The Rev. Philippa Segrave-Pride
Slideshow image


One of the joys of the Anglican tradition is the changing of the liturgical seasons. These seasons don’t follow the regular calendar of Spring, Summer, Fall and Winter, but follow the High Days and Holy Days of the church’s year. Some of these seasons are more obvious than others. Advent, Christmas and Epiphany, Lent and Easter are easier to identify through music, scripture and even decoration.


There are two periods of the liturgical year that stitch together the Christmas and Easter seasons, referred to as the Season after Epiphany and the Season after Pentecost.
The Season after Pentecost lasts from the Monday after Pentecost Sunday until the Saturday before the First Sunday of Advent. The first Sunday of this season is Trinity Sunday, and the last Sunday is Christ the King Sunday.

 

The Season after Pentecost is also known as “Ordinary Time.” And, if you’re like me, you might hear “ordinary time” as “boring time.” But that’s not the case!
The word “ordinary” most likely means “numbered” here (think ordinal numbers), because the Sundays of Ordinary Time are numbered. If you look at our Bulletin, the Sundays can be described as the Nth Sunday after Trinity, or the Nth Sunday after Pentecost of Proper N.

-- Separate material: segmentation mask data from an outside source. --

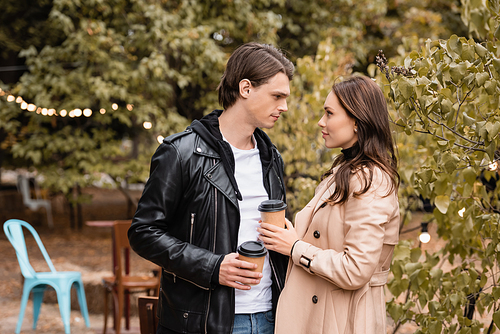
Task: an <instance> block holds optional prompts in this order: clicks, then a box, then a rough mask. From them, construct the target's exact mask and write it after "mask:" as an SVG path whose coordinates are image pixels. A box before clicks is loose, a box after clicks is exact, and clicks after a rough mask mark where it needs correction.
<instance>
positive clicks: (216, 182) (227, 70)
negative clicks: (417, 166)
mask: <svg viewBox="0 0 500 334" xmlns="http://www.w3.org/2000/svg"><path fill="white" fill-rule="evenodd" d="M293 70H294V67H293V65H292V63H291V62H290V61H289V60H288V59H286V57H285V56H284V55H283V54H282V53H281V52H280V51H278V50H277V49H276V48H274V47H273V46H270V45H263V44H257V43H248V44H245V45H243V46H241V47H239V48H238V49H237V50H236V51H235V52H234V53H233V54H232V55H231V57H230V58H229V60H228V63H227V66H226V70H225V72H224V75H223V76H222V79H221V82H220V84H219V87H218V91H219V102H220V104H221V105H222V107H223V108H224V110H215V111H213V112H212V113H210V114H208V115H207V116H205V117H203V118H202V119H200V120H199V121H198V120H195V121H193V123H192V124H191V125H190V126H189V127H188V128H187V129H186V130H185V131H184V132H182V133H178V134H174V135H172V136H170V137H168V138H166V139H165V140H164V142H163V143H162V144H161V145H160V146H159V148H158V150H157V151H156V153H155V154H154V156H153V158H152V161H151V171H150V178H149V180H148V182H147V184H146V186H145V189H144V192H143V195H142V197H141V199H140V201H139V205H138V208H137V212H136V214H135V217H134V219H133V222H132V226H131V228H130V230H129V239H130V244H131V246H132V248H133V249H134V250H135V251H136V252H137V253H138V254H139V255H141V256H142V257H144V258H146V259H148V260H150V261H152V262H154V263H156V264H157V265H159V266H161V267H162V282H161V289H160V301H159V307H158V308H159V310H158V313H159V314H158V315H159V317H160V326H159V329H158V331H157V334H165V333H213V334H224V333H228V334H229V333H235V334H238V333H248V334H250V333H252V334H253V333H259V334H267V333H274V332H276V333H278V334H281V333H285V334H293V333H298V334H299V333H304V334H306V333H314V334H316V333H374V334H379V333H385V331H386V330H385V318H386V312H385V299H384V291H383V287H384V285H385V283H386V281H387V275H388V271H389V267H390V263H391V259H392V252H393V248H394V245H395V244H396V243H397V241H398V228H399V209H398V200H397V187H398V174H397V171H396V157H395V154H394V147H393V140H392V138H391V133H390V130H389V118H388V112H387V106H386V103H385V99H384V96H383V94H382V92H381V90H380V88H379V87H378V86H377V85H376V84H375V83H374V82H373V81H372V80H371V79H368V78H365V77H352V78H350V79H347V80H345V81H343V82H340V83H337V84H335V85H334V86H333V88H332V91H331V92H330V94H329V95H328V97H327V98H326V101H325V104H324V114H323V116H322V117H321V119H320V120H319V122H318V125H319V126H320V127H321V133H322V134H323V138H324V140H325V145H326V147H328V148H342V154H340V155H338V156H337V157H336V158H335V159H334V161H333V166H332V168H331V169H330V170H329V171H328V172H326V173H325V175H324V177H323V180H322V182H321V183H320V185H319V186H318V187H317V189H316V195H315V196H314V198H313V199H312V200H311V201H310V202H309V204H308V205H307V206H306V207H305V208H304V209H303V210H302V211H300V212H299V213H298V214H297V216H296V219H295V227H294V226H293V225H292V224H291V223H290V222H289V221H286V227H287V228H286V229H282V228H277V227H275V226H274V225H270V224H266V223H261V222H260V213H259V212H258V210H257V207H258V205H259V204H260V202H262V201H263V200H268V199H281V200H285V184H284V181H283V161H282V159H281V156H280V154H279V152H278V151H277V149H276V147H275V146H274V145H273V144H272V143H271V141H270V139H269V138H268V136H267V135H266V134H265V133H264V132H263V131H262V130H261V129H260V128H266V129H269V128H272V127H273V126H274V123H275V122H276V121H278V118H279V117H280V115H281V113H283V112H286V111H287V103H286V99H287V97H288V96H289V94H290V87H289V83H290V80H291V79H292V76H293ZM257 239H259V240H261V241H262V242H263V243H264V245H265V246H266V248H267V249H268V250H269V252H268V255H267V257H266V261H265V264H264V269H263V271H262V273H256V272H253V271H251V269H254V267H256V266H257V265H255V264H252V263H249V262H245V261H241V260H239V258H238V254H237V253H236V249H237V247H238V245H240V244H241V243H243V242H244V241H248V240H257ZM285 278H286V279H285ZM278 297H279V300H278ZM275 324H276V325H275Z"/></svg>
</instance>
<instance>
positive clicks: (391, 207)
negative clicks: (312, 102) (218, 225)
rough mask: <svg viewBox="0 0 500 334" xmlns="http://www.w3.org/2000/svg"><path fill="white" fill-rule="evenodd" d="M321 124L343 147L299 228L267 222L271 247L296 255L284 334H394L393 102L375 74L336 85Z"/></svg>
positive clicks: (286, 312) (297, 221)
mask: <svg viewBox="0 0 500 334" xmlns="http://www.w3.org/2000/svg"><path fill="white" fill-rule="evenodd" d="M324 109H325V114H324V115H323V117H322V118H321V119H320V121H319V122H318V125H319V126H320V127H321V133H322V134H323V138H324V140H325V145H326V147H328V148H337V147H339V148H342V154H340V155H338V156H337V157H336V158H335V159H334V161H333V165H332V168H331V169H330V170H329V171H328V172H326V174H325V175H324V176H323V180H322V182H321V183H320V184H319V186H318V187H317V188H316V195H315V196H314V198H313V199H312V200H311V201H310V202H309V204H307V206H306V207H305V208H304V209H303V210H302V211H300V212H299V213H298V214H297V215H296V218H295V228H294V227H293V226H292V224H291V223H290V222H288V221H287V222H286V226H287V229H279V228H277V227H275V226H273V225H270V224H265V223H262V224H261V228H259V229H258V231H259V233H260V239H261V240H262V241H263V242H264V244H265V245H266V247H267V248H268V249H269V250H273V251H277V252H279V253H282V254H287V255H290V261H289V266H288V272H287V278H286V284H285V288H284V290H283V292H282V294H281V297H280V300H279V302H278V309H277V313H276V327H275V333H277V334H294V333H297V334H304V333H315V334H316V333H332V334H334V333H342V334H348V333H349V334H350V333H355V334H362V333H372V334H381V333H386V328H385V319H386V310H385V298H384V285H385V284H386V282H387V275H388V273H389V267H390V264H391V259H392V253H393V249H394V245H396V244H397V242H398V236H399V230H398V229H399V204H398V198H397V188H398V185H399V175H398V173H397V159H396V156H395V153H394V143H393V140H392V136H391V131H390V129H389V116H388V112H387V105H386V102H385V99H384V96H383V94H382V91H381V90H380V88H379V87H378V86H377V85H376V84H375V83H374V82H373V81H372V80H371V79H369V78H366V77H361V76H354V77H351V78H349V79H347V80H345V81H343V82H340V83H337V84H335V85H334V86H333V88H332V91H331V92H330V94H329V95H328V97H327V98H326V101H325V104H324Z"/></svg>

During this “Ordinary time”, we focus on the life of the Church as it grows in the midst of the world. One of the many descriptions of this time is learning to live the faith in our “Ordinary lives.” Just like the church’s year, our lives ebb and flow through the highs and lows and ordinary times and sometimes we need the quiet times to help us reflect more deeply on the foundations of our faith.


At St. Clement's, we are currently using the occasion to simplify our worship a little - over the summer months, for example, you may notice more of the service being "said," rather than sung.
Part of this is for practical reasons; combining the congregations from different worshipping communities means some of our sung material is not as familiar to others and saying things can help us be more collegial.
It also helps us reflect on just the text; revisiting the core texts of our traditions without having to sing means we pray them in a different way.

The liturgical colour of ordinary time is green, and as you may have noticed we are now using the beautifully sewn ordinary time altar hangings crafted by Joanne Graham. Green symbolizes new life and hope, and the quieter pace of this season invites us to nourish the spirituality of our everyday lives and to rekindle our attentiveness to prayer, learning, and acts of compassion. Perhaps now is a good time to visit the library in our Parish Hall, and check out some summertime reading!
Rest assured as the church year evolves we will be trying new music and practices so as to keep our language and liturgy fresh and seasonal, while being faithful to the beauty of Anglican tradition.